Populist-nationalist strongmen have been a feature of the region’s politics since Argentina’s Juan Domingo Perón first came to power in the 1940s. Some have been nominally of the left, others of the right. All posed as saviours of “the people” and railed against “the oligarchy” or “imperialism”, in terms analogous to the political insurgencies of Mr Trump and Nigel Farage of Britain’s UK Independence Party against the “establishment”. They tended to ignore checks and balances on their rule, and to blur the distinction between leader, party, government and state. Their emergence owed much to Latin America’s extreme inequality of income and wealth, just as populism in the rich democracies has been stimulated by a rise in income inequality. In a region where labour unions were relatively weak, populism emerged as a route by which the swelling urban masses were brought into politics. To maintain their bond with “the people”, populists were often spendthrift. As inflation eroded wage increases, they did little or nothing to reduce income inequality in the long run.

The resurgence of populism in Latin America in the 2000s owed much to the economic stagnation and financial crises that hit the region in the late 1990s. Chávez and his ilk were extraordinarily fortunate to be in office just as the great commodity boom driven by China’s industrialisation took off. With plenty of revenues to distribute, they were popular. Now the money has run out. As China’s economy slows and rebalances towards consumption, Latin America is suffering its sixth successive year of economic deceleration. Because of the fiscal irresponsibility of their populist leaders, Venezuela, Argentina and Ecuador are all in recession.

In several countries corruption has added to the desire for political change. 
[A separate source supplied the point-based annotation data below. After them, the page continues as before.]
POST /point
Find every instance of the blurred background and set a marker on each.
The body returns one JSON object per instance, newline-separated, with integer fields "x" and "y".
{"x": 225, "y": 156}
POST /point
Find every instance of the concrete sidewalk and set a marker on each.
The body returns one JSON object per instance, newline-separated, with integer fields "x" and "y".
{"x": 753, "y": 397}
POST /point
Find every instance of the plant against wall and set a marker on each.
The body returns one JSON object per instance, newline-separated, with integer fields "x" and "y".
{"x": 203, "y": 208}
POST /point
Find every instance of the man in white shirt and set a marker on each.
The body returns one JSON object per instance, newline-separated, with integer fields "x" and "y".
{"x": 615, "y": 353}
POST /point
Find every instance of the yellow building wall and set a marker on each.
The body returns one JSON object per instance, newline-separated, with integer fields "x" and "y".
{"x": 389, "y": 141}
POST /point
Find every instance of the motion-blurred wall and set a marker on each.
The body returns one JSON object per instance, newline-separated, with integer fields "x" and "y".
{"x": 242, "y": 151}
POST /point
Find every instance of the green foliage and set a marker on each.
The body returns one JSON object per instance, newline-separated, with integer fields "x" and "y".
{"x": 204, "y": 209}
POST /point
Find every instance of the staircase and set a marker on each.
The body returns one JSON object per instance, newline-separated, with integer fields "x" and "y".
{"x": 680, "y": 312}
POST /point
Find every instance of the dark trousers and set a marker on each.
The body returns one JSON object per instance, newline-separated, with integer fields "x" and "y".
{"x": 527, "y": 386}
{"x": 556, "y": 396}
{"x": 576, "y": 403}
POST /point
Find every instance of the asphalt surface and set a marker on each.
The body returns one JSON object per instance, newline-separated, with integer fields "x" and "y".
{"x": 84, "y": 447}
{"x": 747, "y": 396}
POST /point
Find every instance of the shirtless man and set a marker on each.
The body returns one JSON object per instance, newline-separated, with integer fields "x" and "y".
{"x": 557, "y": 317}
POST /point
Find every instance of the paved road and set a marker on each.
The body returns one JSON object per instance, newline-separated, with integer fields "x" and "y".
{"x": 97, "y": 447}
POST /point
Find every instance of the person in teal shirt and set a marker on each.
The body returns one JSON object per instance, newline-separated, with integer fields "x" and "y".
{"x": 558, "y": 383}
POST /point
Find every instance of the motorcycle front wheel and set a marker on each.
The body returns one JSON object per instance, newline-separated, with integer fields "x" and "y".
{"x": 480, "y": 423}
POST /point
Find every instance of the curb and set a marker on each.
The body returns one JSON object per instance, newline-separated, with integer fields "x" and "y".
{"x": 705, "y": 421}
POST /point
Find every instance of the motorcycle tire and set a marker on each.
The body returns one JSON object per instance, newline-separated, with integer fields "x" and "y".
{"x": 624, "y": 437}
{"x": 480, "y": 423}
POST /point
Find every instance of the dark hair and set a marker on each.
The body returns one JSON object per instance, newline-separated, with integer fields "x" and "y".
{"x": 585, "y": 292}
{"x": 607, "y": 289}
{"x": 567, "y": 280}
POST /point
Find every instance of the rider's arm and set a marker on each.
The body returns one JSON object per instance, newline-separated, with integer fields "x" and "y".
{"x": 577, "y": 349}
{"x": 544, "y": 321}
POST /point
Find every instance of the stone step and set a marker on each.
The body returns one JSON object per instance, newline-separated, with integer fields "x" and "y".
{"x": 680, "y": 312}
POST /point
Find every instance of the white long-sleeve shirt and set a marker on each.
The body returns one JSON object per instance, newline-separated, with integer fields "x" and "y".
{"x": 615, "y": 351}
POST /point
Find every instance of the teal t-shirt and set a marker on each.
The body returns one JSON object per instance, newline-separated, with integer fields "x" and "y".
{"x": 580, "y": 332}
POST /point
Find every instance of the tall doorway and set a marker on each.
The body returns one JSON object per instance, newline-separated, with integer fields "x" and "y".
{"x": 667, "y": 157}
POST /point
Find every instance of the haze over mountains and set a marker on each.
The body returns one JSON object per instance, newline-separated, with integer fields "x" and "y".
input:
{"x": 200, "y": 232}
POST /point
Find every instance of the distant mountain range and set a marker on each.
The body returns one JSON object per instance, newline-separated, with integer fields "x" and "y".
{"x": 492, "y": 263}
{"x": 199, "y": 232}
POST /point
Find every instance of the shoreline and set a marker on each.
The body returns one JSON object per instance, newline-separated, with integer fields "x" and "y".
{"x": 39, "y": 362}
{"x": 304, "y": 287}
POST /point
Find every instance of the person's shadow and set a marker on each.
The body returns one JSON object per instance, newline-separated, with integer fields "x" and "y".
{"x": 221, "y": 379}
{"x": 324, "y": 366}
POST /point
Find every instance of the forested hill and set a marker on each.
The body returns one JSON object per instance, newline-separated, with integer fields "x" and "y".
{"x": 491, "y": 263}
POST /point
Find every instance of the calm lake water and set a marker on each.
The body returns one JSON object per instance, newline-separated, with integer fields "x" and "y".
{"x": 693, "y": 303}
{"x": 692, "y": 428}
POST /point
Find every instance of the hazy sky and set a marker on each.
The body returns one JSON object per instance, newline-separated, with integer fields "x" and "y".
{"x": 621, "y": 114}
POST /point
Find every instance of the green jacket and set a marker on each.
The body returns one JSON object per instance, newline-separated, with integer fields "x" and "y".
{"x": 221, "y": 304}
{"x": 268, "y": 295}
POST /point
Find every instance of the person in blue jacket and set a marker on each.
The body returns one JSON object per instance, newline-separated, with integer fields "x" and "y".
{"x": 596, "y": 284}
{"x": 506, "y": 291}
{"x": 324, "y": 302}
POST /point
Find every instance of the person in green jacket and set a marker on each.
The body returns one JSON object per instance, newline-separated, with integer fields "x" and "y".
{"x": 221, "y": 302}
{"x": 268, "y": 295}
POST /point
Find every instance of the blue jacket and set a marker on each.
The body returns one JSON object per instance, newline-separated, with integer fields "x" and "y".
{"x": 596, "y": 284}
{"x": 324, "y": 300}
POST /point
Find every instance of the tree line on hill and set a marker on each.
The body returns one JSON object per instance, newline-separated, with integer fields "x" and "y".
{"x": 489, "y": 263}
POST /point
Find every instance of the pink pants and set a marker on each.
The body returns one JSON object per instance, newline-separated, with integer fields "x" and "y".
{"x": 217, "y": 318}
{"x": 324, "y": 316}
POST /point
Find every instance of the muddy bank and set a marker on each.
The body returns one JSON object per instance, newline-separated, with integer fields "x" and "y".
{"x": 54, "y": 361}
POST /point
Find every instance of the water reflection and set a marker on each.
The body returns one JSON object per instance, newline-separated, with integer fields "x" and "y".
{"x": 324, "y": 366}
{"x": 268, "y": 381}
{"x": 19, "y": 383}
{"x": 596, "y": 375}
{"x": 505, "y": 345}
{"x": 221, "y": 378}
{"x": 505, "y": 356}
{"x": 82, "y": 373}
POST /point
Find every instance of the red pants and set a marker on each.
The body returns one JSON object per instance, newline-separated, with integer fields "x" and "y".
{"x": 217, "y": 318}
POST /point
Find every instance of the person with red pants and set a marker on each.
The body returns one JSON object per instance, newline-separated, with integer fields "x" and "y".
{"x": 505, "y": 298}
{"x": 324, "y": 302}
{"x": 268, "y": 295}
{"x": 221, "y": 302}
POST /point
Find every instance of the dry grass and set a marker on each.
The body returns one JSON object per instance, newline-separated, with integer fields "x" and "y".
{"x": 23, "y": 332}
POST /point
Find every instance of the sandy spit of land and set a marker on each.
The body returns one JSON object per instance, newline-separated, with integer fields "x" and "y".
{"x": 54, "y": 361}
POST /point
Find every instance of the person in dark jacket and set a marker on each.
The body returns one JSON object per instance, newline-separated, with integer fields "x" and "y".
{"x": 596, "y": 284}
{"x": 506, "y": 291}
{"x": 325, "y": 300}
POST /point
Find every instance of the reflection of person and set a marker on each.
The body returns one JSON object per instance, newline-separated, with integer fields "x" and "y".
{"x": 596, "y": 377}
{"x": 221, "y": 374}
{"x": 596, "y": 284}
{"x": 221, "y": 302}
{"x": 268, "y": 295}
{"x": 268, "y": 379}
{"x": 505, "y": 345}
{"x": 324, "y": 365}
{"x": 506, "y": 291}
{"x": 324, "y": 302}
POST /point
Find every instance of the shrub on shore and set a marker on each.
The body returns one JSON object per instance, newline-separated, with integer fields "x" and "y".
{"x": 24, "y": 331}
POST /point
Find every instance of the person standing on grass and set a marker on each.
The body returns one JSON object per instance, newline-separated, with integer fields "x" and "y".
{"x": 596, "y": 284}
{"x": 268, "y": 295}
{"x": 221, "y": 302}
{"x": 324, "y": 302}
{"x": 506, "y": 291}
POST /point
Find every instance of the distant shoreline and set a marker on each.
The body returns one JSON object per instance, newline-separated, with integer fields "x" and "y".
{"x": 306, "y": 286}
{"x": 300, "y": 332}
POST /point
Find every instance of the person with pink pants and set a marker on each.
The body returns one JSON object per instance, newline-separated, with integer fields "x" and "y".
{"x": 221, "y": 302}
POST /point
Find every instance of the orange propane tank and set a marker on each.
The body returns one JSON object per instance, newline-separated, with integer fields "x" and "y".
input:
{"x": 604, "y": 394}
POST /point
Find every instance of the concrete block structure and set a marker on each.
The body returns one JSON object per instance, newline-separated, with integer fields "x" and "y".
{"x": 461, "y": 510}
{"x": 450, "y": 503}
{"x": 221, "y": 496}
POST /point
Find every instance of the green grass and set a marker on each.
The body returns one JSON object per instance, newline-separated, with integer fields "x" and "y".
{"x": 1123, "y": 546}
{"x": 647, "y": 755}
After a long period of domination by the left, both populist and social democratic, in South America, the pendulum has swung back to the centre-right. New governments in Argentina, Brazil and Peru, for example, are keen on closer economic ties with the United States. For Latin America, the timing of Mr Trump’s victory could not be worse—at least if he implements his promise to retreat from trade agreements and impose protective tariffs. Populism has not disappeared altogether from Latin America. The chances of Andrés Manuel López Obrador, a veteran populist, in Mexico’s presidential election in 2018 may improve if Mr Trump tears up the North American Free Trade Agreement and builds his promised wall along the border. But in many countries populism is on the wane. Liberal democrats have a chance of keeping it that way, but only if they do the hard work of boosting productivity and competitiveness that is needed to restore faster economic growth and maintain social progress.